A simple and efficient CRISPR/Cas9 platform for induction of single and multiple, heritable mutations in barley (Hordeum vulgare L.)

Plant Methods. 2018 Dec 18:14:111. doi: 10.1186/s13007-018-0382-8. eCollection 2018.

Abstract

Background: Genome editing of monocot plants can be accomplished by using the components of the CRISPR/Cas9 (clustered regularly interspaced short palindromic repeat/CRISPR associated Cas9) technology specifically optimized for these types of plants. Here, we present the development of RNA-guided Cas9 system for simplex and multiplex genome editing in barley.

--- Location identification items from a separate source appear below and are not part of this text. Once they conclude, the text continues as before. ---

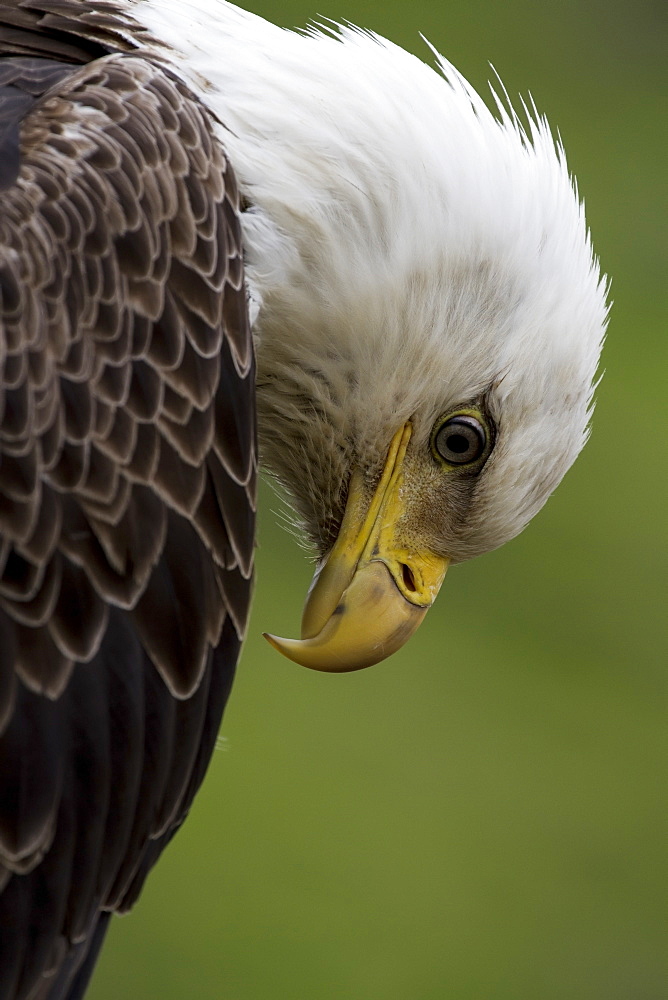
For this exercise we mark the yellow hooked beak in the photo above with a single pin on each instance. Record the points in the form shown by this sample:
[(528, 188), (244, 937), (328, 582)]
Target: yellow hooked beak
[(372, 590)]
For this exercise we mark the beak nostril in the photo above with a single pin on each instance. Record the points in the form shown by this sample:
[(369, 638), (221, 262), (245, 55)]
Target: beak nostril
[(408, 578)]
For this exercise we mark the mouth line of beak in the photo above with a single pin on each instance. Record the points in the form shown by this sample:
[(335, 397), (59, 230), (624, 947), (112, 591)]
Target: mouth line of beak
[(357, 542), (372, 590)]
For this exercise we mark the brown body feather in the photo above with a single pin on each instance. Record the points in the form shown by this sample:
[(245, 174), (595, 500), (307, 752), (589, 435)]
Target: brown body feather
[(127, 475)]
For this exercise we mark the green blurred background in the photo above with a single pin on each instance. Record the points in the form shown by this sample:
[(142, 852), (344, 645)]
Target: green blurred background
[(483, 815)]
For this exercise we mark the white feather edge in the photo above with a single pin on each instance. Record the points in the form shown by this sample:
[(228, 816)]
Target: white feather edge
[(408, 244)]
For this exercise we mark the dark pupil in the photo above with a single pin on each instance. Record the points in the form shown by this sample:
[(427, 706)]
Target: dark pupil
[(458, 443)]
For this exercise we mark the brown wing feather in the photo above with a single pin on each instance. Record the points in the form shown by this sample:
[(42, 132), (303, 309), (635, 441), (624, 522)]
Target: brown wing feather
[(127, 450)]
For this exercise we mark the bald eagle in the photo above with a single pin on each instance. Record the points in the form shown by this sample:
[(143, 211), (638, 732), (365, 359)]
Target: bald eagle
[(207, 222)]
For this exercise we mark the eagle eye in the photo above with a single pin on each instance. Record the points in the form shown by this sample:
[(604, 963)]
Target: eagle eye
[(460, 440)]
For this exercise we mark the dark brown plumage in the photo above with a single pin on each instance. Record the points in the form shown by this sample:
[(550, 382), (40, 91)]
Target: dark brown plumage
[(127, 476)]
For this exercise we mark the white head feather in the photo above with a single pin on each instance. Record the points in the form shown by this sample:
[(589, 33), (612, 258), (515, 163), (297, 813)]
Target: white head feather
[(407, 253)]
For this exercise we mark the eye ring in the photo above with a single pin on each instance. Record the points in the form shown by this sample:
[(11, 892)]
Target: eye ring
[(460, 440)]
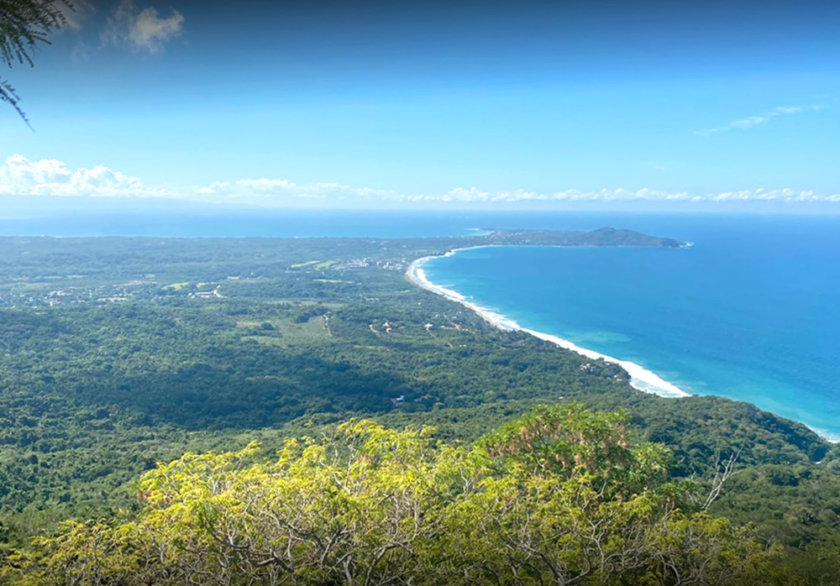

Results: We developed a set of customizable RNA-guided Cas9 binary vectors and sgRNA modules for simplex and multiplex editing in barley. To facilitate the design of RNA-guided Cas9 constructs, the pBract derived binary vectors were adapted to Gateway cloning and only one restriction enzyme was required for construction of the sgRNA. We designed a synthetic, codon optimized Cas9 gene containing the N terminal SV40 nuclear localization signal and the UBQ10 Arabidopsis 1st intron. Two different sgRNAs were constructed for simplex editing and one polycistronic tRNA-gRNA construct (PTG) for multiplex editing using an endogenous tRNA processing system. The RNA-guided Cas9 constructs were validated in transgenic barley plants produced by Agrobacterium-mediated transformation. The highest mutation rate was observed in simplex editing of the cytokinin oxidase/dehydrogenase HvCKX1 gene, where mutations at the hvckx1 locus were detected in 88% of the screened T0 plants. We also proved the efficacy of the PTG construct in the multiplex editing of two CKX genes by obtaining 9 plants (21% of all edited plants) with mutations induced in both HvCKX1 and HvCKX3. Analysis of the T1 lines revealed that mutations in the HvCKX1 gene were transmitted to the next generation of plants. Among 220 screened T1 plants we identified 85 heterozygous and 28 homozygous mutants, most of them bearing frameshift mutations in the HvCKX1 gene. We also observed independent segregation of mutations and the Cas9-sgRNA T-DNA insert in several T1 plants. Moreover, the knockout mutations of the Nud gene generated phenotype mutants with naked grains, and the phenotypic changes were identifiable in T0 plants.

Conclusions: We demonstrated the effectiveness of an optimized RNA-guided Cas9 system that can be used for generating homozygous knockout mutants in the progeny of transgenic barely plants. This is also the first report of successful multiplex editing in barley using a tRNA processing system.

Keywords: Barley; CKX genes; CRISPR/Cas9; Genome editing; PTG.